Gillen spricht von Finks "Wendehals-Politik"

 Er wirft SPD-Chefin Monika Fink „Wendehals-Politik“ vor: Heiner Gillen. Foto: TV-Archiv

Er wirft SPD-Chefin Monika Fink „Wendehals-Politik“ vor: Heiner Gillen. Foto: TV-Archiv



"Aufgrund der Erfahrungen, die wir über die Jahre mit dem Bürgermeister gemacht haben, bezweifeln wir, dass mit Streit ein echter Politikwechsel zu machen ist", sagt Steffen. Beispiele dafür seien die enge Zusammenarbeit von Streit mit der CDU auf Kreisebene, und dass auf Stadtebene Streit meist nicht auf die Anregungen der SPD eingegangen sind. Ob Privatisierung der Bauland-Erschließung, Stadtentwicklung (etwa, wenn es um den Erhalt des Postgebäudes geht, für den SPD und Grüne eintreten) oder die fliegerische Nutzung - einig sind sich SPD und Streit selten.

Heiner Gillen, langjähriger Vorsitzender des SPD-Ortsvereins, der zuletzt mit 100 Prozent der Stimmen als Zweiter Vorsitzender bestätigt wurde, hat auch Probleme mit Streits Politik: "Einst wollte er die Landkreise auflösen, dann forderte er höhere Steuereinnahmen für die Kreise, nun will er Landrat werden." Doch ausgetreten aus der SPD ist er nicht wegen Streit, sondern wegen Fink: "Wir hätten ehrlich sagen sollen, das wir keinen eigenen Landratskandidaten haben.
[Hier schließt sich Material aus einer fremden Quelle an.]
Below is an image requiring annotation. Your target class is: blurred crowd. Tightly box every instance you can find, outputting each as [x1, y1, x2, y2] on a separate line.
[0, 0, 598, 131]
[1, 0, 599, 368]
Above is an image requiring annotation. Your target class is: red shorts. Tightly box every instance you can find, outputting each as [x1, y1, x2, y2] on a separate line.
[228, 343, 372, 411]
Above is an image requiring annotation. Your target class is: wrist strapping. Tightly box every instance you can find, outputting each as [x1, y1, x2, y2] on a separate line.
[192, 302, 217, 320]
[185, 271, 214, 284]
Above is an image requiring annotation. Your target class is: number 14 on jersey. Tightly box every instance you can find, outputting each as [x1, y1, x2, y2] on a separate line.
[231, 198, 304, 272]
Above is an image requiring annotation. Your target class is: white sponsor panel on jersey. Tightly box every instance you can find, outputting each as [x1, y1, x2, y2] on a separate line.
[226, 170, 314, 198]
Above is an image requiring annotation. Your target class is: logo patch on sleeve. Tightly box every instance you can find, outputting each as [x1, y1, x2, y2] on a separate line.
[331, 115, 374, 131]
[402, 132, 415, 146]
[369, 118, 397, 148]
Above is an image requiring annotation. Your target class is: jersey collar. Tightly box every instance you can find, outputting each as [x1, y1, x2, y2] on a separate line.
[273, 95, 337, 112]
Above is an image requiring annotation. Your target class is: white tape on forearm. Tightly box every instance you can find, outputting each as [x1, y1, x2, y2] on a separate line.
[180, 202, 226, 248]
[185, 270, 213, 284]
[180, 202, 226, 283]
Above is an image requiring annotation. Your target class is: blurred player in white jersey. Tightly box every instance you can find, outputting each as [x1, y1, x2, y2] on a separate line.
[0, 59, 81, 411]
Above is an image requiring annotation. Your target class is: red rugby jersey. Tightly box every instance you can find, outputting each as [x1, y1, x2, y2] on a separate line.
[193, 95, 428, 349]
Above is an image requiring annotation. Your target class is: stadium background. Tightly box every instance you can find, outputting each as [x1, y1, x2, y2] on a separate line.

Dieses Salto-Mortale von Fink, dann doch Streit zu unterstützen, war eine Kröte, die ich nicht schlucken wollte." Gillen spricht von einer "Wendehals-Politik" von Fink. Unprofessionell findet er, dass es zu wichtigen Themen zwischen Kreis-SPD und Streit noch nicht mal Absprachen gebe. Gillen: "Wie wollen die zusammenarbeiten, wenn die bei so wichtigen Themen völlig überkreuz liegen?" Weil Gillen für eine weitere Mitarbeit in der SPD keine Basis mehr sieht, ist er ausgetreten. Das bedauert SPD-Ortsvereinsvorsitzende Steffen sehr: "Wir verlieren mit ihm einen geradlinigen Kämpfer, der immer deutliche Worte gesprochen hat." Gelassen reagiert auf die SPD-internen Unstimmigkeiten Landrats-Kandidat Streit: "Für mich gilt die Aussage des Kreisvorstands, der seine Unterstützung zugesagt hat. Einzelne Mitglieder mögen das anders sehen und bewerten, das ist ihr gutes Recht." Monika Fink war gestern nicht zu erreichen.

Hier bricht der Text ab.